Austin, 69 Wash. at 681, 126 P. 59 (quoting 4 WORDS AND PHRASES, p. 3290) (emphasis added).
¶ 12 Furthermore, Welch v. Browning, 115 Iowa 690, 87 N.W. 430 (1901), from which Austin drew the description, clarifies that where vegetation that can withstand frequent inundation begins marks the limits of the OHWM. Welch, 115 Iowa at 692-94, 87 N.W. 430. The jury instructions approved in Welch stated:
Soil which is submerged so long or so frequently in ordinary seasons, that vegetation will not grow upon it, may be regarded as part of the bed of the river which overflows it. . . . Trees may be included under the general head of vegetation, but trees which grow and flourish best in the immediate vicinity of running streams that are subject to overflow, and which shoot up in places as the water recedes, and which can withstand the effect of water encompassing the lower part of their trunks without injury, and for a longer period than other kinds of trees, should not necessarily be classed as the kind of vegetation to which the law refers as marking the limit of ordinary high water . . . unless the soil on which they grow is adapted to and can be used for agricultural purposes, or so far removed from the effect of ordinary high water as to become permanent.

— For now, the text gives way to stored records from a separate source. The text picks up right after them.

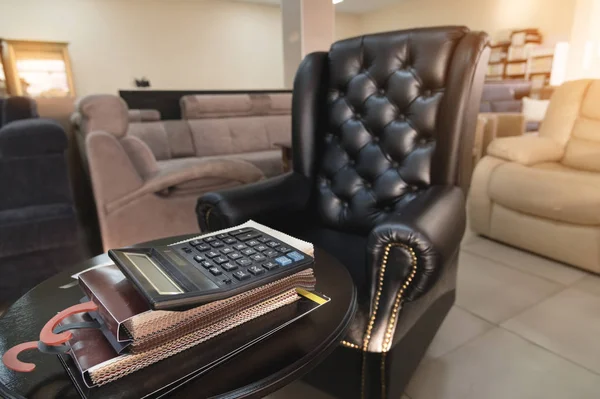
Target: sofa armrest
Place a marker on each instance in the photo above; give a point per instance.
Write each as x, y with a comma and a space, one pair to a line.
197, 169
526, 150
31, 137
266, 202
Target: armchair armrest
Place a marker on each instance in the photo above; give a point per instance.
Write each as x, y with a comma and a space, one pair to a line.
264, 201
31, 137
196, 169
526, 150
407, 253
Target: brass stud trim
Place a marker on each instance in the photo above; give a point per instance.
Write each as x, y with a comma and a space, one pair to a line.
350, 345
391, 322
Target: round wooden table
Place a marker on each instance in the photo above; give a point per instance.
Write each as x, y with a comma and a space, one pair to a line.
262, 369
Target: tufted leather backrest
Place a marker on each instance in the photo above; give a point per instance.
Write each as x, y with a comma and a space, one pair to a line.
389, 111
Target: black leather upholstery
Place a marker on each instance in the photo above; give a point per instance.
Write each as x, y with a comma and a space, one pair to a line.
379, 124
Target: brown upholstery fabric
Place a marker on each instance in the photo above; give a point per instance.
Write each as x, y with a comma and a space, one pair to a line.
235, 105
144, 115
141, 156
180, 139
155, 137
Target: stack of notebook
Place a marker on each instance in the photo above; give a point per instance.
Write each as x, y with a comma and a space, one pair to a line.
135, 342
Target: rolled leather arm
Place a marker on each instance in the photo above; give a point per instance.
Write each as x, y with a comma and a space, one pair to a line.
414, 245
406, 254
265, 202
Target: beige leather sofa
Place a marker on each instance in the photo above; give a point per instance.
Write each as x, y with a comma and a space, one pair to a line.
146, 176
542, 193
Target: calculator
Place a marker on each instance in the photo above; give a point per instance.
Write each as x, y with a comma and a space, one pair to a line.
206, 269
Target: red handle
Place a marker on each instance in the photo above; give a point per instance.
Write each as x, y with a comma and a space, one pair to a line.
49, 338
11, 361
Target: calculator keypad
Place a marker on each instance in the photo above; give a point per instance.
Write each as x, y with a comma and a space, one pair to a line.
239, 255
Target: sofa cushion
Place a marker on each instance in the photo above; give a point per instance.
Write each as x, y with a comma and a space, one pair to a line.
239, 135
104, 112
235, 105
583, 148
550, 191
269, 162
155, 137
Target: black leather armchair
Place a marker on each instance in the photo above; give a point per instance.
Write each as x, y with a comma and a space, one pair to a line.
379, 125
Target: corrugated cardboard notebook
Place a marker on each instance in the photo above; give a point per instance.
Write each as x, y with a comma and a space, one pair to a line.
133, 337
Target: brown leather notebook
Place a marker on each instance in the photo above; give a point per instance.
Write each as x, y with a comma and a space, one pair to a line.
134, 336
90, 349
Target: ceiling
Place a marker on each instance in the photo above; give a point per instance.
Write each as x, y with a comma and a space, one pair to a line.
352, 6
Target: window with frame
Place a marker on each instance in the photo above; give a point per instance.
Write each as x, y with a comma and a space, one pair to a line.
37, 69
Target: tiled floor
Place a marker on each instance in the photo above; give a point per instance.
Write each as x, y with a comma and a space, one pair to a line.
523, 327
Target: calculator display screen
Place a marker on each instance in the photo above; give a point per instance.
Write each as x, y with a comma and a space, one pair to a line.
153, 274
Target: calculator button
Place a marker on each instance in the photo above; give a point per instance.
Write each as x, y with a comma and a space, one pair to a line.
203, 247
244, 262
295, 256
240, 231
229, 267
258, 257
271, 253
256, 270
248, 236
241, 275
220, 259
283, 260
270, 265
206, 264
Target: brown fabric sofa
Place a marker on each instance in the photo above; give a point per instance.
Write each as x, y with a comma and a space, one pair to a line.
146, 176
541, 193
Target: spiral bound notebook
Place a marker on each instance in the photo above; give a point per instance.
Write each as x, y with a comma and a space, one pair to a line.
165, 376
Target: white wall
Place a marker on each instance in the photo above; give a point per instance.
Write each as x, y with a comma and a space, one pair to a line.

Welch, 115 Iowa at 693, 87 N.W. 430.
¶ 13 Tombari is also consistent with the SHB's reliance on a difference between terrestrial and aquatic vegetation. The issue in Tombari was whether the OHWM should be *1147 drawn at the highest point reached by the river each year and the Court did not consider exactly how the OHWM should be calculated. See Tombari, 117 Wash.2d at 804, 819 P.2d 369. But both articles cited by Tombari in support of its statement that the Austin principles conform generally to other jurisdictions, draw the line at terrestrial vegetation. See Frank E. Maloney, The Ordinary High Water Mark: Attempts at Settling an Unsettled Boundary Line, 13 LAND & WATER L.REV. 465, 470 (1978) ("The OHWM represents the point at which the water prevents the growth of terrestrial vegetation."); Edgar B. Washburn, The Riparian Developer's Dilemma: Locating the Boundary of Navigable Lakes and Rivers, 18 REAL PROP., PROB., & TR. J. 538, 545 (1983) ("Assuming that both terrestrial and aquatic vegetation exist in the same area, the presence of terrestrial plant life governs.").
¶ 14 In summary, Thompson's offered authority does not purport to construe the Shoreline Management Act. The Act's plain language describes the OHWM as the line where the water's presence is reflected in the vegetation. This can reasonably be interpreted as meaning that the line occurs where the river has caused aquatic vegetation to grow, an interpretation that is consistent with other jurisdictions. Accordingly, the SHB did not erroneously interpret or apply the law by locating the OHWM where aquatic vegetation transitioned to terrestrial vegetation and correctly affirmed the Department's denial of a variance from the County's Shoreline's Master Program.
¶ 15 Affirmed.
We concur: HOUGHTON, C.J., and HUNT, J.
NOTES
[1]  Austin predates the Shoreline Management Act by 59 years and, thus, we do not view it as an interpretation of the Act's subsequent definition.